Muntasser is not only referring to songs’ public data, but to everything related to them. He realizes that this task requires hard work, pushing a lot of global platforms such as Echonest, Rovi, and Gracenote, even Arab platforms not to do it because it is not profitable in the short term. They instead resort to fingerprinting which allows identifying songs and gathering little public information about them. Only Pandora adopted data collection (one million songs so far). Moreover, Muntasser believed that data collection helps solve another problem, namely meeting users’ needs and preferences.
Muntasser added that everyone wants a playlist that fits their mood, or one that allows them to discover new talent and music.
He believes "this would only be possible if you have data, because the latter is the DNA of music." He added that users will not use or resort to an application again unless they find on it new songs and music that they like.

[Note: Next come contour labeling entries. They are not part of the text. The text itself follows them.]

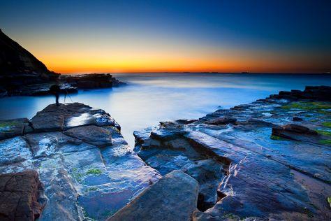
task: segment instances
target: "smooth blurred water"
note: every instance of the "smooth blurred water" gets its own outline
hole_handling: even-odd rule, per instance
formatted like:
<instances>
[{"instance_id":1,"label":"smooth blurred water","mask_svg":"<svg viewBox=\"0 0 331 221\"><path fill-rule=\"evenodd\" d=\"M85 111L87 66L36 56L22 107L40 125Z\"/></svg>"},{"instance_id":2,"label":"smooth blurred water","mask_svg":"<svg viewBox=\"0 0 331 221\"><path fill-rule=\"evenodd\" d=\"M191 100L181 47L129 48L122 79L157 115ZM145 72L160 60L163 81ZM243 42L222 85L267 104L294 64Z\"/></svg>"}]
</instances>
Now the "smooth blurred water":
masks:
<instances>
[{"instance_id":1,"label":"smooth blurred water","mask_svg":"<svg viewBox=\"0 0 331 221\"><path fill-rule=\"evenodd\" d=\"M195 119L220 108L252 102L279 90L306 85L331 85L330 75L148 73L115 74L128 85L81 90L71 94L81 102L109 113L119 123L131 146L134 130L159 121ZM64 101L64 97L60 99ZM0 119L27 117L54 101L50 96L0 99ZM66 102L71 102L67 97Z\"/></svg>"}]
</instances>

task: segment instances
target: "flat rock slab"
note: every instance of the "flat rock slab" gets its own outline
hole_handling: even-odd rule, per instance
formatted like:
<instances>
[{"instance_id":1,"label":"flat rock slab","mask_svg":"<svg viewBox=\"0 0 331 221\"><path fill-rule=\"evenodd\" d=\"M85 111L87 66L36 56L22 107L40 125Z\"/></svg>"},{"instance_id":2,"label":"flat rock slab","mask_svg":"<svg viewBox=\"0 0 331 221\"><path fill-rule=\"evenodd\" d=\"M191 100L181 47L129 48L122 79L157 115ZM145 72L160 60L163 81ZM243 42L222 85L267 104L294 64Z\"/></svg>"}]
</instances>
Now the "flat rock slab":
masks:
<instances>
[{"instance_id":1,"label":"flat rock slab","mask_svg":"<svg viewBox=\"0 0 331 221\"><path fill-rule=\"evenodd\" d=\"M0 220L34 220L44 206L36 171L0 175Z\"/></svg>"},{"instance_id":2,"label":"flat rock slab","mask_svg":"<svg viewBox=\"0 0 331 221\"><path fill-rule=\"evenodd\" d=\"M103 110L94 109L80 103L50 104L31 120L35 131L63 131L75 127L119 125Z\"/></svg>"},{"instance_id":3,"label":"flat rock slab","mask_svg":"<svg viewBox=\"0 0 331 221\"><path fill-rule=\"evenodd\" d=\"M94 125L70 129L64 134L98 147L112 145L112 136L107 129Z\"/></svg>"},{"instance_id":4,"label":"flat rock slab","mask_svg":"<svg viewBox=\"0 0 331 221\"><path fill-rule=\"evenodd\" d=\"M0 120L0 140L22 135L25 132L32 131L29 126L27 118Z\"/></svg>"},{"instance_id":5,"label":"flat rock slab","mask_svg":"<svg viewBox=\"0 0 331 221\"><path fill-rule=\"evenodd\" d=\"M329 220L330 92L307 87L162 122L135 131L135 150L161 174L181 169L199 182L195 221Z\"/></svg>"},{"instance_id":6,"label":"flat rock slab","mask_svg":"<svg viewBox=\"0 0 331 221\"><path fill-rule=\"evenodd\" d=\"M161 178L103 110L50 105L27 124L34 131L0 140L0 174L38 172L47 197L38 220L105 220Z\"/></svg>"},{"instance_id":7,"label":"flat rock slab","mask_svg":"<svg viewBox=\"0 0 331 221\"><path fill-rule=\"evenodd\" d=\"M198 188L194 178L173 171L108 220L191 220L196 208Z\"/></svg>"}]
</instances>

He then offered a solution, not dissimilar to Spotify, "Songs should be matched with one another so as to save the user from the trouble of searching. If a user is listening to a song, he definitely does not want to come back to the application or stop what he is doing in order to change the song or select another one."
However, according to Muntasser, the problem is that trying to match songs on most Arab platforms often gives very bad results. For example, if you are listening to a song by Nancy Ajram, there’s a high chance you might get a different style of song from George Wassouf or Ahmad Alawiyyaah after it!"
He added that "companies today focus on reaping profits, and not on collecting data, but they do not realize that they will only reap profits if users are satisfied."
Lack of artistic and technical talent
Before delving into this topic, it’s noteworthy that Bekheet considered that Arabic content is rare compared to content in other countries such as India, South Korea, or the United States. He explained that by saying, "Artists here release an album every one to three years. Abroad, singers release an album every year and shoot five music videos at least. Consequently, they have diversified content, which contributes to the supply and demand, unlike in the Arab world."
He added that another problem lies in applications: "Most developers are not academically qualified to be creative. To be honest, when I go to the Silicon Valley, I sensed a different mindset in technological development; creativity in our region is very weak and we only imitate what works abroad." He concluded by saying that accessing talent, in spite of competitions and events, is still difficult and we need to guide the ecosystem in order to develop the technical sector.”